Insight

Latest Oil Production Data Show Lower Prices, Reduced Imports, and More Economic Value

Summary

  • The federal government’s latest projections of future energy production, which include data on oil prices, imports, and production, shows a marked expansion in domestic oil production.
  • This means more of Americans’ energy spending will remain in the United States, prices will be lower, and domestic production value will be 19 percent—$687 billion—more over the next ten years than previously estimated.
  • Increased oil production marks a policy success for federal innovation programs that have allowed for shale oil extraction, as well as the strength of privatized energy markets that can respond to falling oil outputs from foreign suppliers.

 

Introduction

The Energy Information Administration, the de facto authority on projections of energy production in the United States, has released its 2019 Annual Energy Outlook (AEO). The annual data include projections of energy production from virtually all sources through 2050, and this year’s release in particular sheds light on the topsy-turvy world of oil production—a perennial economic and foreign policy concern.

The data can be summed up as follows: more production, lower prices, and reduced imports. All three portend good things for the United States.

 

Production

Relative to last year’s projections, oil production over the next 10 years is substantially higher. The expectation is that by 2028, domestic crude oil production will have increased from 10.7 million barrels per day in 2018 to 14.4 million barrels per day, a 34 percent increase. By contrast, last year’s report estimated an increase from 9.9 million barrels per day to 11.5 million barrels per day over the same time period, which would only have been a 17 percent increase in production.

Source: Energy Information Administration’s AEO, 2018 and 2019 editions.

The increased production is being driven by continued impressive growth in tight oil (i.e. “fracking” production). It is worth noting that new oil and gas leases in New Mexico contribute to expectations of production growth, as well as pipeline capacity growth. Furthermore, foreign oil producers have been struggling to fulfill demand, creating opportunities for U.S. suppliers to fill the gap.
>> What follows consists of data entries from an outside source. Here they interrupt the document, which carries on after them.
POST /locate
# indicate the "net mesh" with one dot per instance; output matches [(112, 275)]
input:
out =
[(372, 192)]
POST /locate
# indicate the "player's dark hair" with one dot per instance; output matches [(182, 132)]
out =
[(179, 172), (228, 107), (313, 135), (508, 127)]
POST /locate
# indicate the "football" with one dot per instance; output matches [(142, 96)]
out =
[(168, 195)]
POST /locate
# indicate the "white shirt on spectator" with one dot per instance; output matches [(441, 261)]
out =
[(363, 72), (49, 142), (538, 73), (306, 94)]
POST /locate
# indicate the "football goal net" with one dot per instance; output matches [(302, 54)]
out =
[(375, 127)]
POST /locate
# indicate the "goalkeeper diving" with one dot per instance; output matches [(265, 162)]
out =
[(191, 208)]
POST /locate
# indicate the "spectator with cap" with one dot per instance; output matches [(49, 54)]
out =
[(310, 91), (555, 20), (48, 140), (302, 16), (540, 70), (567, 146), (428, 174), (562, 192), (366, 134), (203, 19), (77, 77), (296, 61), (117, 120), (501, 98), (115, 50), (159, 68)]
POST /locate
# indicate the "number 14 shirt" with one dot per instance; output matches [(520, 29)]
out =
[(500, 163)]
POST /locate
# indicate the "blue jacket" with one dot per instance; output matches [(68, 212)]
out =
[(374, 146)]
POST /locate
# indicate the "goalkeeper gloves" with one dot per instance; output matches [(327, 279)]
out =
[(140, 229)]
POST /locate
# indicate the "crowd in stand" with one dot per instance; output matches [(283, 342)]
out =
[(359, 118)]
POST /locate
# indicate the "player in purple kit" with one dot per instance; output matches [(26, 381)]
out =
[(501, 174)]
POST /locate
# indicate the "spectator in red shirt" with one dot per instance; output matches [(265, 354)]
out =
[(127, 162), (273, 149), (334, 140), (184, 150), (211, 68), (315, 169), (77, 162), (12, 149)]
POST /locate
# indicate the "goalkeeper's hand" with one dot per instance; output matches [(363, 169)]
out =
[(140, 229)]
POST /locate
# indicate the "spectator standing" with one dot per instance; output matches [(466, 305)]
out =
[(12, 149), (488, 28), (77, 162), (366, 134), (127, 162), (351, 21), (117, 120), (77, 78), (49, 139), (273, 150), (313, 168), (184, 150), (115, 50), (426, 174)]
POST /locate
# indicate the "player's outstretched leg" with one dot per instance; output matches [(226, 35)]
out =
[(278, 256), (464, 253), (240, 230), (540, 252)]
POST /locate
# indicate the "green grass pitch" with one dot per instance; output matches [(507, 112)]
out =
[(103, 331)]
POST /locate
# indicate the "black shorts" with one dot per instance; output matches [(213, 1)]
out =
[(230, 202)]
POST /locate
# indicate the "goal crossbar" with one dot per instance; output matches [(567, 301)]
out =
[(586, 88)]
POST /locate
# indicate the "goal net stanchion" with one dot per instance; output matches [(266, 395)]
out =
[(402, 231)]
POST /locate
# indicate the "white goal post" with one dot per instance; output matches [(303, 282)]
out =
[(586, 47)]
Venezuela’s socialist policies have been disastrous for its oil production, causing a fall of nearly a million barrels per day, and Canada’s rejection and subsequent nationalization of major pipeline projects has caused it to fall from projections by roughly 0.52 million barrels per day.

 

Reduced Net Imports

Increased domestic production is causing the United States’ expected net imports of crude oil to drop. The United States currently imports 5.9 million barrels a day. Last year’s AEO projected that the United States would import on net 5.4 million barrels per day in 2028, but this year’s AEO projects net imports by 2028 will be 2.8 million barrels per day—48 percent less oil than previously thought. Total oil trade volume will remain high regardless, on account of oil trade occurring among a range of grades.

Source: Energy Information Administration’s AEO, 2018 and 2019 editions.

One upshot is that foreign powers, although still key players in price formation, have a reduced ability to influence U.S. politics. Foreign producers might curtail supply to raise energy prices, but if oil prices increase, most of that increased revenue will go to U.S. companies, rather than state-owned foreign producers.

 

Lower Prices

Increased supply means lower prices, and the oil industry is no different. The latest projections show a nominal oil price of $107 per barrel by 2028, relative to last year’s projection of $112 per barrel. Given that oil prices were higher than expected in 2018, however, this relatively small difference translates to only a 54 percent increase in oil prices from today, instead of the expected 102 percent increase in last year’s AEO.

Source: Energy Information Administration’s AEO, 2018 and 2019 editions.

Increased Economic Value

While this year’s AEO projects a slightly lower oil price than last year’s, this drop is more than offset by projected increases in production. Increased supply means lower prices and more economic value for consumers, and increased production means more sales and economic value for producers. Compared to last year’s projections, American oil producers can expect approximately $687 billion more in cumulative production value over the next 10 years—a 19 percent increase.

Source: AAF projections based on the Energy Information Administration’s AEO, 2018 and 2019 editions.

Why It Matters

Oil has been the subject of many policies aimed at energy security and environmental protection. The latest data confirm that free market policies provide the best environment for the promotion of both. While production is dropping in Canada and Venezuela, the competitive and private markets of energy production in the United States have created ample signals for investor opportunities that have paid off with increased domestic production. From an environmental perspective the same technology which has bolstered oil production has spurred natural gas production, and the replacement of coal with far cleaner natural gas is expected to continue.

Economically, these figures portend only good news for the U.S. economy. An American Action Forum report last year estimated that Americans are spending $431 billion less on energy annually, with most of that benefit coming from lower oil prices. As noted above, lower prices and increased production  mean increased wealth for the country.

These figures also highlight the continuing value of federal energy innovation spending. Federal research was the source of the directional drilling technology that has made directional drilling into shale formations possible, and that investment has more than paid off.